Ellos nada tenían para discurrir. La abuela raíz de la libertad era numen pagano quebrando el
contubernio entre la rareza y el costo, aceptar la solución de emparejar las cantidades de cada
variedad, resultó un disfraz de ironía que desfiló adentrándose en el momento de la playa.
Los que volvían de breves estadías guardaban en secreto la abundancia, el paraje se volvió
un sitio de culto de minorías, bautizado con el apodo de Playa de las caracolas.
La angurria por las que llamaban caracolas, nombre profano que no se correspondía con todas
las caparazones que abundaban por momentos, justificaba no derramar información precisa
sobre donde pasaban algunos días de sus fines de semana o cortas vacaciones.
El diablo en sus andanzas sahumadoras limpia de motivos furtivos. Caminando por Costa
Suave despertó la boca de algunos creyentes y el cisma rompió el ocultismo. Apóstatas de la
religión del silencio vacacional que escamoteaba el destino, contaron poniendo el dedo en el
mapa, narrando bondades, dispuestos a compartirlas.

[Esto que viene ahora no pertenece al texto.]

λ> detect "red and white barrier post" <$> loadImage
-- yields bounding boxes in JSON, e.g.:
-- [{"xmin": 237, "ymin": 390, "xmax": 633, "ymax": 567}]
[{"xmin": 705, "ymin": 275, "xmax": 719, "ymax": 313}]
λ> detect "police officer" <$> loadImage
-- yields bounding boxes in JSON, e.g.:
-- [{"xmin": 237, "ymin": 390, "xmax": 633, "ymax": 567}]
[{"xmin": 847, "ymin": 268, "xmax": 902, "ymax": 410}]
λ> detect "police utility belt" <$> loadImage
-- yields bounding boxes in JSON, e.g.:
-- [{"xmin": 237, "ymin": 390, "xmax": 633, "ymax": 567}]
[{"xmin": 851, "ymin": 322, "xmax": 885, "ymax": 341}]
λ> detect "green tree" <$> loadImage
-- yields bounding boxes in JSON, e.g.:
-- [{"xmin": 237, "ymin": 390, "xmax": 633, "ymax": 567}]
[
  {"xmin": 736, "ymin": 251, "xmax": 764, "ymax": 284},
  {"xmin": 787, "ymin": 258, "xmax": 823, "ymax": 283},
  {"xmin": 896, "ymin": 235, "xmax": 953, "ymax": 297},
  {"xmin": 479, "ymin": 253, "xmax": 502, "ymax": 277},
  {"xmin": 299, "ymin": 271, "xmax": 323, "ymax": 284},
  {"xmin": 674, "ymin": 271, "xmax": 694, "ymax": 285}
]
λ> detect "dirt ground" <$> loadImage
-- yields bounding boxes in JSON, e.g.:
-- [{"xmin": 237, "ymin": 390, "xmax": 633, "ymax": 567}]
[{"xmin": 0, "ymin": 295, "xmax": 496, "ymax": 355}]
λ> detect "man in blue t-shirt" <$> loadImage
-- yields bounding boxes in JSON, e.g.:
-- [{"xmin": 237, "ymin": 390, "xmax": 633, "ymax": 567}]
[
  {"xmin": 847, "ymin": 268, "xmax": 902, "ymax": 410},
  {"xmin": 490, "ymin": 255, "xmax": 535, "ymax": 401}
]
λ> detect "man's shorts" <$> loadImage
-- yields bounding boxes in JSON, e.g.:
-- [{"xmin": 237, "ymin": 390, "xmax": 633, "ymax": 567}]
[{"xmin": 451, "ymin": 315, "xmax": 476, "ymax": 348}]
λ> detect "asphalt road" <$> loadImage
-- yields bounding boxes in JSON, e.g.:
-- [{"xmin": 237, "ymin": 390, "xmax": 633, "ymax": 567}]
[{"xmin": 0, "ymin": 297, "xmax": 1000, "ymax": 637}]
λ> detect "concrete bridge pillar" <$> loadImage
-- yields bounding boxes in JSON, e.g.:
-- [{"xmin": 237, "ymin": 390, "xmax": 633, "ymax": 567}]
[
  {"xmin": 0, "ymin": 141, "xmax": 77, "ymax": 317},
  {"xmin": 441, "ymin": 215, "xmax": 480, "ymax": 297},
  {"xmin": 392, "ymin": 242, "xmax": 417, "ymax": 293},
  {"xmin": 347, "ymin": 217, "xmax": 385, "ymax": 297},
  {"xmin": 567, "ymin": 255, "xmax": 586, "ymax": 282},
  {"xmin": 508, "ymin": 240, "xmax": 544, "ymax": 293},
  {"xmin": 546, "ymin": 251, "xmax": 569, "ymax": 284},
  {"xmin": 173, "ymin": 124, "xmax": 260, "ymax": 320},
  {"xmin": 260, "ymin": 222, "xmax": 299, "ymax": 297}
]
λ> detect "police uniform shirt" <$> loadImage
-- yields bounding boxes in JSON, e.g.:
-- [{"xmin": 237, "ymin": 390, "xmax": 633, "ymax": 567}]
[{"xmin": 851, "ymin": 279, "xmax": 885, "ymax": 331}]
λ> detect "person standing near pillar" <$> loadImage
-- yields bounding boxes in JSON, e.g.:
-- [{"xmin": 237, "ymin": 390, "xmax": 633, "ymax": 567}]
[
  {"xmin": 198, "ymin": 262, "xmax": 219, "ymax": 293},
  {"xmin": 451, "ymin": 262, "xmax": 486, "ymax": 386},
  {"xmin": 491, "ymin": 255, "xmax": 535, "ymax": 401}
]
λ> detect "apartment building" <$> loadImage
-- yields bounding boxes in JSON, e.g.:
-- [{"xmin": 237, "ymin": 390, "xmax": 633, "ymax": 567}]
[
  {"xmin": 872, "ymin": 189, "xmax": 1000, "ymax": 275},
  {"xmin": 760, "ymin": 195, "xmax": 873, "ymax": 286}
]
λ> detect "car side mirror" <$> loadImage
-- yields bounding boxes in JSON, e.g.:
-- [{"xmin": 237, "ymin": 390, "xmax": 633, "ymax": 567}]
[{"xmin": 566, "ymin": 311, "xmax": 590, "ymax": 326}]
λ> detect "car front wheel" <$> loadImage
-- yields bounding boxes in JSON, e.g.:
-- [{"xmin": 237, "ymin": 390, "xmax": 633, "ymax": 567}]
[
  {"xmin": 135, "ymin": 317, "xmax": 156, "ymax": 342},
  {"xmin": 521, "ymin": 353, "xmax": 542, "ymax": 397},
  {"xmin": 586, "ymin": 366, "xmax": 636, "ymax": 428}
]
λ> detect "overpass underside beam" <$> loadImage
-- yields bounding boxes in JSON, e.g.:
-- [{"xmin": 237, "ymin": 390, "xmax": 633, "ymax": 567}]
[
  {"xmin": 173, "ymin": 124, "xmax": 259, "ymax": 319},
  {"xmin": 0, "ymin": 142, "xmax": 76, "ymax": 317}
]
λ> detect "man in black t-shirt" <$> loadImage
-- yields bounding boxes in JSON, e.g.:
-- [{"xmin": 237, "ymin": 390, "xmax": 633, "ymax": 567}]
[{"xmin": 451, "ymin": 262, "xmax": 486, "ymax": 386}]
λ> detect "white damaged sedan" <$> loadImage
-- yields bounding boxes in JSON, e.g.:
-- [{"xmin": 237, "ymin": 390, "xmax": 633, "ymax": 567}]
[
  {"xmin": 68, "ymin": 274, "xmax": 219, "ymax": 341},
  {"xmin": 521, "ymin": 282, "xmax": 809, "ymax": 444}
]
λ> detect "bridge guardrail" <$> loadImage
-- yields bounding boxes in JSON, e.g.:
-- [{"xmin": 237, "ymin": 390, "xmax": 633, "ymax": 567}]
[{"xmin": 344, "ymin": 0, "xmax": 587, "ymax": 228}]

>> Hoy el mar está lejos. Pensándolo bien está siempre en el mismo lugar, lo que lo cambia es
la orilla. Eso creo. La luna le presta vaivenes, lo alarga y lo roba.
El viento sopla del oeste y sentada como estoy, mirando el alba desde la galería de la casa
disfruto la luz naranja del sol que empieza a dibujarse en la espuma que va y viene. No es el
color habitual. Cuando se levante sin duda tornará más claro.
Mariana y Ruperto duermen. El “Pajaro”, me acostumbré a llamarlo como todos, también.
Anoche seguro se acostó tarde, terminando las cajitas de madera blanda donde empiezo a
poner las caparazones, surtido de formas, tonos y tamaños, cada una en una celda del enrejado
del piso.
Después hay que bajar con una mesita a la playa, arriba de cada torre la última caja destapada,
mostrando el contenido, vale aguardar la llegada de los turistas, no mucho más.
Miran, preguntan si pueden abrir otras cajas, para elegir, tarea que les agrada, no hay muchas
diferencias pero las encuentran o creen encontrarlas.